Why data hierarchy matters in standard gas datasets
When NAESB first created standardized data sets for data exchange, all of the datasets were created for EDI implementations. EDI implementations have a natural data hierarchy to drive the data placement. Times have changed.
As development of additional data sets has progressed, there are several gas-related data sets that do not have corresponding EDI implementation. These data sets result in a data dictionary of data elements with no instruction to the user of how the data should be placed. There is no stated intention that this is a flat-file presentation of data, therefore it is up to the implementer to determine where the hierarchy belongs.

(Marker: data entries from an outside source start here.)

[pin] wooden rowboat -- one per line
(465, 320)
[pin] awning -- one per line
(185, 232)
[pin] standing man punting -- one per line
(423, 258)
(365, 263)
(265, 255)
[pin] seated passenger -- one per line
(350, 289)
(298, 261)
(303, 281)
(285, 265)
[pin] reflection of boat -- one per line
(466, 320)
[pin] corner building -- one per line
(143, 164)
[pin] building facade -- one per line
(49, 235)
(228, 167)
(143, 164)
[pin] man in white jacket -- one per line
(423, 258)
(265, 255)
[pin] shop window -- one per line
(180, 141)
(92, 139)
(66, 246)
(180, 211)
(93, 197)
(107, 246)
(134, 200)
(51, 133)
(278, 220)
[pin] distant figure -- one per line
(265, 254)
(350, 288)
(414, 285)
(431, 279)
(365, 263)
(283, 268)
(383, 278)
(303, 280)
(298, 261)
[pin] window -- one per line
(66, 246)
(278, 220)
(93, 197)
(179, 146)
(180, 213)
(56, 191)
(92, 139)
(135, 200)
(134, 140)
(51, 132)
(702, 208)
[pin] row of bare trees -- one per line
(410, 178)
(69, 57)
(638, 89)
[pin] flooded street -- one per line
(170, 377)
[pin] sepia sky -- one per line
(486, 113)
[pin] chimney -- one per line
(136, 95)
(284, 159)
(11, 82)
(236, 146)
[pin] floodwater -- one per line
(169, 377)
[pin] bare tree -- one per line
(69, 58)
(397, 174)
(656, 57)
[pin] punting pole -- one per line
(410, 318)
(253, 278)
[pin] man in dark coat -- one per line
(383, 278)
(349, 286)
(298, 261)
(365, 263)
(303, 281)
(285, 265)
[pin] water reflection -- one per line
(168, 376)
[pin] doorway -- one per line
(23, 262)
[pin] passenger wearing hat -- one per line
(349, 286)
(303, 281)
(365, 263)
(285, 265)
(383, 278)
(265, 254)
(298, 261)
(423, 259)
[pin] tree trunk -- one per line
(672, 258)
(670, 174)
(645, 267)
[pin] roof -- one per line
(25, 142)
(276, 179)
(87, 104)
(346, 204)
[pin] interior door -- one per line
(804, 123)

In case this isn’t your specialty – let’s go into a little more detail. If you look at most NAESB datasets, there is a 3-tiered approach to the data (there are a few with 4, but the same rules apply). The first tier, referred to as the Header, informs the two parties of who the information is from, who is to receive the information, and a date or date ranges. The second tier, referred to as Detail, may contain contract information, location information and/or a range of dates relevant to the Header. There may be multiple Details inside of one Header in the file. The third tier, referred to as the Sub-Detail, usually contains the line-item information. This may be location data, rate data, volumes, nomination line items or other specifics dependent on the dataset. There are usually multiple Sub-Details per Detail. As mentioned, there may be an additional level of detail, referred to as the Sub-Sub-Detail in some datasets. All of this means that for one dataset, there is one Header with one or more Details where each Detail contains one or more Sub-Details.

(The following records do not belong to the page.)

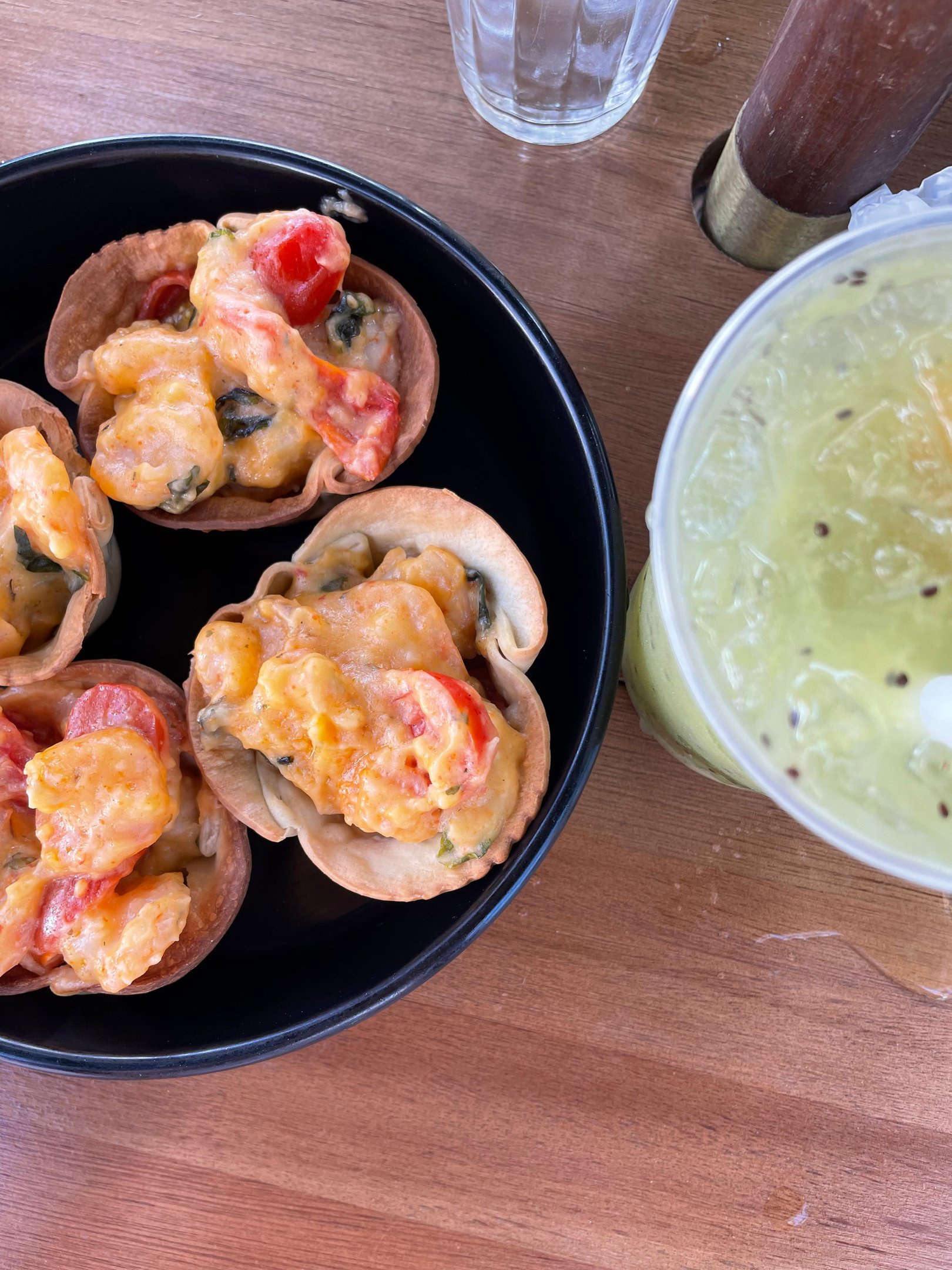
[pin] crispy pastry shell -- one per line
(105, 295)
(89, 606)
(217, 883)
(257, 793)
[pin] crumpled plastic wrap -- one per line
(883, 205)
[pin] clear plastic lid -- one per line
(723, 367)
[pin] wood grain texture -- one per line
(617, 1075)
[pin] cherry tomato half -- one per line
(164, 295)
(303, 262)
(118, 705)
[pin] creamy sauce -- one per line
(243, 399)
(356, 686)
(45, 549)
(100, 830)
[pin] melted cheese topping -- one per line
(358, 691)
(37, 499)
(165, 446)
(99, 799)
(97, 803)
(118, 939)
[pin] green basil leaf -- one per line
(482, 617)
(451, 856)
(240, 413)
(346, 322)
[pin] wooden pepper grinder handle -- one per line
(844, 93)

Okay – back to the original point. If a NAESB dataset does not have EDI instructions, then that NAESB dataset does not have a corresponding hierarchy. Let’s suppose that the dataset contains a contract and contract rates. Without the hierarchy, I might decide to list my rates with all of the contracts that contain that rate or I might decide to list my contract with all of the rates that apply to that contract. This might seem fine because it fits the apparent business need.

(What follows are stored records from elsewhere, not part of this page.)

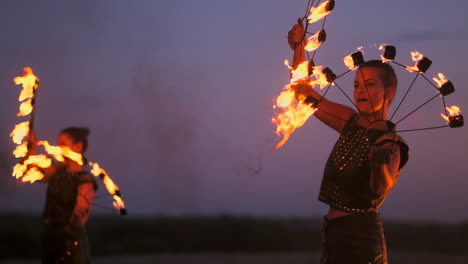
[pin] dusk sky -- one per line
(178, 96)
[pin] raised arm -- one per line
(332, 114)
(384, 174)
(84, 201)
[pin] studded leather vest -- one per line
(62, 189)
(346, 180)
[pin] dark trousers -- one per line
(354, 239)
(61, 247)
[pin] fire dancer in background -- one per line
(70, 194)
(364, 164)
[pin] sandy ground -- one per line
(257, 258)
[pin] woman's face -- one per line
(64, 139)
(369, 91)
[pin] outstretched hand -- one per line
(301, 87)
(296, 35)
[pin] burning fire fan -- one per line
(27, 168)
(292, 110)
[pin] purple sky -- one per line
(178, 96)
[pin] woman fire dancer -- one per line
(70, 194)
(364, 164)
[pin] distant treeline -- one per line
(20, 235)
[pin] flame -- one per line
(19, 132)
(313, 43)
(110, 185)
(21, 150)
(294, 113)
(42, 161)
(29, 82)
(294, 116)
(25, 108)
(317, 13)
(62, 152)
(301, 72)
(441, 81)
(416, 57)
(453, 111)
(33, 175)
(348, 61)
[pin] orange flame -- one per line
(416, 57)
(61, 152)
(313, 43)
(33, 175)
(317, 13)
(20, 132)
(110, 185)
(294, 113)
(348, 61)
(29, 82)
(441, 80)
(453, 111)
(21, 150)
(25, 108)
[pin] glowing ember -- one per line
(33, 175)
(42, 161)
(416, 57)
(441, 80)
(110, 185)
(20, 132)
(317, 13)
(294, 113)
(21, 150)
(25, 108)
(61, 152)
(313, 42)
(453, 111)
(348, 61)
(29, 82)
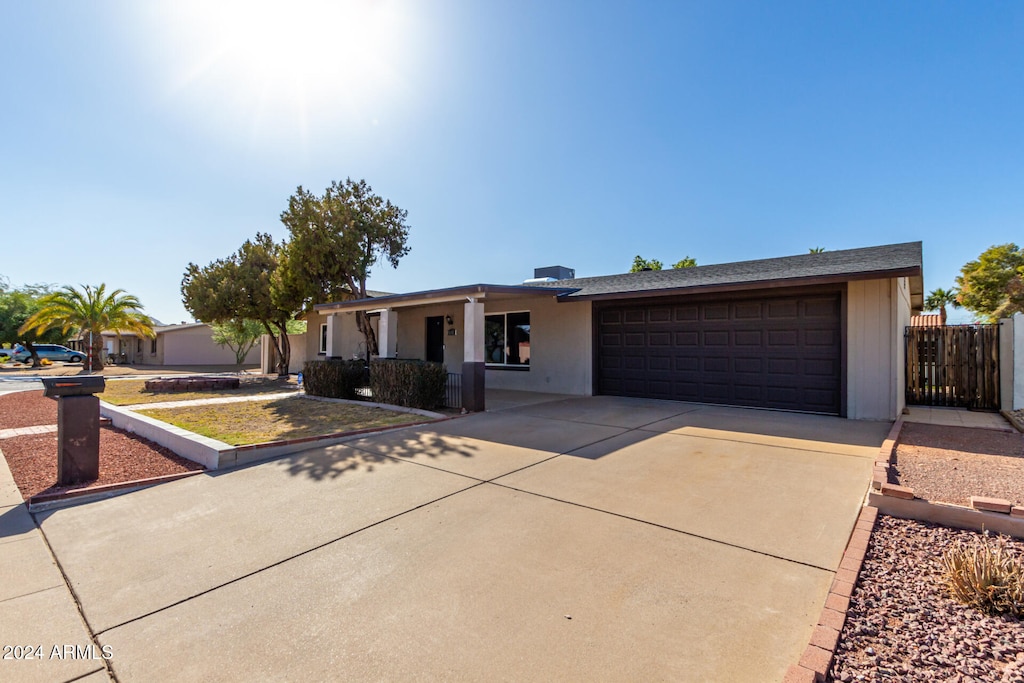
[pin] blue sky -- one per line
(137, 137)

Now suppose I am a marketer who does business on 60+ different pipelines and I need to record this data into my own data management system. If one pipeline has the data presented as Date > Contract > Rate, another pipeline has the data presented as Rate> Contract > Date and a third pipeline has the data presented with all of the data elements on each row of data, then it might be impossible for me to figure out how to record this information in my system.
Designating dataset hierarchies does not need to go to the level of detail of NAESB’s previous ‘data groupings.’ It will, however, create a level of clarity for users viewing the screens and download data. With hierarchies in place, you will be able to have an expectation of the data and where, generally, it will appear.
The problem is that pipelines have implemented these datasets without this level of direction and it will cause change, for some pipelines, to institute these levels. The benefit is that the users of this data, the shippers, marketers, and agents on the pipeline systems, will find the data more useful.
This effort of work will not be an overnight task. It will require time and, probably, negotiation to come to a common ground.